All ancient covenants were sealed with blood. That’s the first reading, referring back to the Exodus Then Moses took the blood of the sacrifice and sprinkled it on the people saying

“This is the blood of the covenant, which will be shed for many.”

It sounds strange to us, but the blood was meant to show the seriousness of a bond. Like blood relatives, it is a bond that can’t be broken. A family bond. Jesus says that the new covenant will be sealed not with the blood of an animal sacrifice, but his own blood on the cross. And he says that his blood will be shed for many.

“This is the blood of the covenant, which will be shed for many.”

Many does not mean that Jesus only shed his blood for some people, or church people, or religious people.

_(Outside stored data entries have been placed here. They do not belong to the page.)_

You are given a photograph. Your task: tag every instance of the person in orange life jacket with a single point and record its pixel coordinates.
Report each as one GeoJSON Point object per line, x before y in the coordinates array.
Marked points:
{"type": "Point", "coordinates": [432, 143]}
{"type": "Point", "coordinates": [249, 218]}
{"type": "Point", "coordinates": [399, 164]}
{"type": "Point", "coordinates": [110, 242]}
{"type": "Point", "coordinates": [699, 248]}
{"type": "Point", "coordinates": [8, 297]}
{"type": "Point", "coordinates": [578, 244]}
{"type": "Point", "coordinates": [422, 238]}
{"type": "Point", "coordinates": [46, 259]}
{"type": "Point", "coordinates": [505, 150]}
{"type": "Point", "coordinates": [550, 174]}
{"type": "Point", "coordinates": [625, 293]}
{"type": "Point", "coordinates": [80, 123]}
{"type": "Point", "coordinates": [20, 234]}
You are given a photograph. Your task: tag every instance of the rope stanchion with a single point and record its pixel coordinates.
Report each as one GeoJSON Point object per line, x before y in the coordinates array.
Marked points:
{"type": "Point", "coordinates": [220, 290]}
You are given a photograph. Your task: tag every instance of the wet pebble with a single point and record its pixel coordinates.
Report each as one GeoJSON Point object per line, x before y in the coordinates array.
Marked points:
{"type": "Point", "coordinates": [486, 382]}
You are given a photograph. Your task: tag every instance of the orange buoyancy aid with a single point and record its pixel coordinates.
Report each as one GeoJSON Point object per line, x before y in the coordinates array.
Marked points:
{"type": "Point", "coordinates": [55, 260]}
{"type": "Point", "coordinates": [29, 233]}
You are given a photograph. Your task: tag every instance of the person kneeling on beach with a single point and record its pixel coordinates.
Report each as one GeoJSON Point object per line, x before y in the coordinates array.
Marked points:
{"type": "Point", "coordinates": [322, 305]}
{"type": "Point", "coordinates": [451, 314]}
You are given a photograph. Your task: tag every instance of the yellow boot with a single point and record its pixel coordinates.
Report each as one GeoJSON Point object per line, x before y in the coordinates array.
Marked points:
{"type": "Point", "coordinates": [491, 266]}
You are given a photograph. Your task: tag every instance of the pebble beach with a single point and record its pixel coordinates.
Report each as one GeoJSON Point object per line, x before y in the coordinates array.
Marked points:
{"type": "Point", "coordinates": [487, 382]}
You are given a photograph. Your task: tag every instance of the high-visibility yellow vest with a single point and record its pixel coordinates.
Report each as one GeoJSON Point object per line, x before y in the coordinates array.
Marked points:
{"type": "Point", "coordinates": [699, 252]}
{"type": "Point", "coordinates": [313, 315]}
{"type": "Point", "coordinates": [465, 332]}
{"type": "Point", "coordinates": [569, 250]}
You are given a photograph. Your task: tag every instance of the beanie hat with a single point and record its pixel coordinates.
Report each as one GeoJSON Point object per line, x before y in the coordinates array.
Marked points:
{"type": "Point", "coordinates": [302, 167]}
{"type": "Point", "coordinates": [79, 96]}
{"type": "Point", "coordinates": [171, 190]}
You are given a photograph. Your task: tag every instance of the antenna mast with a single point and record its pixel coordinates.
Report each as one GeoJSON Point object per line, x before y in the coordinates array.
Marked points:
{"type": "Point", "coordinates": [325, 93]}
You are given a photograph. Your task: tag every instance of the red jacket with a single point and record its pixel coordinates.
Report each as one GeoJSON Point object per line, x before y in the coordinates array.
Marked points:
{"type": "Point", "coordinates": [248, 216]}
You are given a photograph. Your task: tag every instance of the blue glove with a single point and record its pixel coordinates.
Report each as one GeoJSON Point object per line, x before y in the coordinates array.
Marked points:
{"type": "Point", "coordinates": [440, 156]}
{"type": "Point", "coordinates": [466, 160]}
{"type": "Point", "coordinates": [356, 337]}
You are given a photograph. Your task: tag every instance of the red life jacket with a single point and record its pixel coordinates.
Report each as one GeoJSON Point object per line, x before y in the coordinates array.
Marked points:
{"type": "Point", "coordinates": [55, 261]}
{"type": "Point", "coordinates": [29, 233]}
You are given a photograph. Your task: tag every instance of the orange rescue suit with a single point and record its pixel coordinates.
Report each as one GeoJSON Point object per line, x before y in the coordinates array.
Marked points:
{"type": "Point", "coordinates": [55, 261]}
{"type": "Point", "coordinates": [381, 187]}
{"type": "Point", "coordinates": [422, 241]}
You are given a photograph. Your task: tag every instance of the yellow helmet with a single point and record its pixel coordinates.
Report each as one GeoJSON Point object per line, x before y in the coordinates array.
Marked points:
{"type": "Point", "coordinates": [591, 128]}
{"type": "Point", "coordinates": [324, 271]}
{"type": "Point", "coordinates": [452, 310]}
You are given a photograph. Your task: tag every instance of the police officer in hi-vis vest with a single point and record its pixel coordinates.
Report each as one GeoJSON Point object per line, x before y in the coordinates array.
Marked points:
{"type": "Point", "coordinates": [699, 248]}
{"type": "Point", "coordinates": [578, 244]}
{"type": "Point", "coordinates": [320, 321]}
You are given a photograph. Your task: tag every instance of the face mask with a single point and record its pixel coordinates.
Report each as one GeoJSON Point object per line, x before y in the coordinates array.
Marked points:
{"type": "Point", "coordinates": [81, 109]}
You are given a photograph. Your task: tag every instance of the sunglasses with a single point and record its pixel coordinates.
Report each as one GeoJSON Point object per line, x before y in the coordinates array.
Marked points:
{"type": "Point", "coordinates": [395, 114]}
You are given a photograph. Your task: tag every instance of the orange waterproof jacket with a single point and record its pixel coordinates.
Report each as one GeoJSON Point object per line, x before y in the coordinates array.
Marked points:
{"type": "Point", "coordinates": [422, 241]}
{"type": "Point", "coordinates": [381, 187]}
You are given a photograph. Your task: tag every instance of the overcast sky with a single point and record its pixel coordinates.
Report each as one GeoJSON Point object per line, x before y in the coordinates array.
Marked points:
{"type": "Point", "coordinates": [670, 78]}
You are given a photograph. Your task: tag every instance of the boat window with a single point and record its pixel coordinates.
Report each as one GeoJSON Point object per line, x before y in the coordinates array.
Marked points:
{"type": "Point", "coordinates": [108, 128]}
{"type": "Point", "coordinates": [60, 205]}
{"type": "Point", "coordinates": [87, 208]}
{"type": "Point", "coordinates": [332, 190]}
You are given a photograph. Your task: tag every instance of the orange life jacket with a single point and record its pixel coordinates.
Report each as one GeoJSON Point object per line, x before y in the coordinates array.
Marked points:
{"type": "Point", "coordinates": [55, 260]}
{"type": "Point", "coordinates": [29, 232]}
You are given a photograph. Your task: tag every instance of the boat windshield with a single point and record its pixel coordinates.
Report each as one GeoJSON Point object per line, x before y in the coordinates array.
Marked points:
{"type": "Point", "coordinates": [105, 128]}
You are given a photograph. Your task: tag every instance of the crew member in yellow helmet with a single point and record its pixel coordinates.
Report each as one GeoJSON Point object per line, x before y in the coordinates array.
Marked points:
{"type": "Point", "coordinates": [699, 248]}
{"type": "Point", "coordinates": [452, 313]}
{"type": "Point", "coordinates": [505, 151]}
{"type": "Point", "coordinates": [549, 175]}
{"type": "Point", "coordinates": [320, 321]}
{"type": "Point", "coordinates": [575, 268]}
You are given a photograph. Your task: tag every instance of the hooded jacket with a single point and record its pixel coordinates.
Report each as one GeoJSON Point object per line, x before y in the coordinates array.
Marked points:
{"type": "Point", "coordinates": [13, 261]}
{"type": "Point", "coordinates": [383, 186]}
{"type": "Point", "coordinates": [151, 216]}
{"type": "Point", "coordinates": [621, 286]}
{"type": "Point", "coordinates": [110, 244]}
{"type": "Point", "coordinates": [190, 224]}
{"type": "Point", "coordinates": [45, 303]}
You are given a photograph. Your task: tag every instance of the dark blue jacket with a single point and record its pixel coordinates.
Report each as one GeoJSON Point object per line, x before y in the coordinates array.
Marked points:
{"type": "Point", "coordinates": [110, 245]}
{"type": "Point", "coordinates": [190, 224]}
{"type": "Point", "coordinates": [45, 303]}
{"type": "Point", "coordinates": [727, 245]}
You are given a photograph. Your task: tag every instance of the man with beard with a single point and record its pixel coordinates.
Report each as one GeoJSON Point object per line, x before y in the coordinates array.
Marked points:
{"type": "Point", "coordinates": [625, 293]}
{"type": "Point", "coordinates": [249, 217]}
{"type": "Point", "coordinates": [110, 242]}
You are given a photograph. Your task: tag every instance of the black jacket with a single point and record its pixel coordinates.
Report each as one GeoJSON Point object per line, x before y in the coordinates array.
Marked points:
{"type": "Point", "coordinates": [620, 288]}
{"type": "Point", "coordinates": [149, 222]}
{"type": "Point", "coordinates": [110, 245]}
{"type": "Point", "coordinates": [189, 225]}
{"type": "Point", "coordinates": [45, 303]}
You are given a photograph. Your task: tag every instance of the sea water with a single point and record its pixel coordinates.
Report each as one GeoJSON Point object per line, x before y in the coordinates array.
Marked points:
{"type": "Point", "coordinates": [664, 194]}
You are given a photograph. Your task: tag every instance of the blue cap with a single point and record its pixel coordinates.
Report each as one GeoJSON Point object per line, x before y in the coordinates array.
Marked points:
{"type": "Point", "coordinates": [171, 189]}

But for as many people, as many as are willing to receive his sacrifice. That even means the people in your neighborhood.

In fact, every single one of your neighbors, even the mean ones, even the crazy ones, even the ones who don’t like you, the ones who put up fences to keep you out, are people for whom Jesus died.

He wants them to be part of his family. As Christians, our challenge is to constantly look at people through this lens. As I said earlier, today is the Feast of Corpus Christi. The Church gives us this feast as a reminder that we do really receive Christ in the Eucharist. He not only wants an intimate relationship with us, He is really present. And, among the innumerable graces of this great gift the Eucharist is community forming.

The Eucharist is the source and the summit of our faith. Without the Eucharist there is no Church. The Eucharist is a major part of the intimate relationship that Jesus wants to have with us, with you.

With it, we are formed into a community, unified for a purpose. Like a family that shares the same blood, we as Christians share the same blood of Jesus. We receive Christ so that we become like him: to share the good news of God’s love in the world.

But where to start, how to begin? We can pray. We can pray for neighbors we know, and those we don’t. Last week, we laid out the challenge to get to know some of our neighbor’s names. And then, praying for them by name, and greeting them by name. But we can do more, too. Set a date on a calendar and a goal that by the end of this summer you are going to do something to show love of neighbors through food.

No kidding, through food. Maybe for you that means inviting a few people over for dinner you have not previously invited, or not invited in a long time.

Maybe you can host a barbecue and include not just people you know but people you’re just getting to know. Maybe it's sending a dinner to someone who is facing some special challenges just now, or just baking a batch of cookies for them.

God uses a meal to build his Church to reconcile and renew the whole world. We can follow his lead and take this simple step too. And then trust God to use it in some way that maybe we can’t even see or ever know.

Jesus shared His Body and Blood with us so that we could share Him with others, our neighbors. Share His love.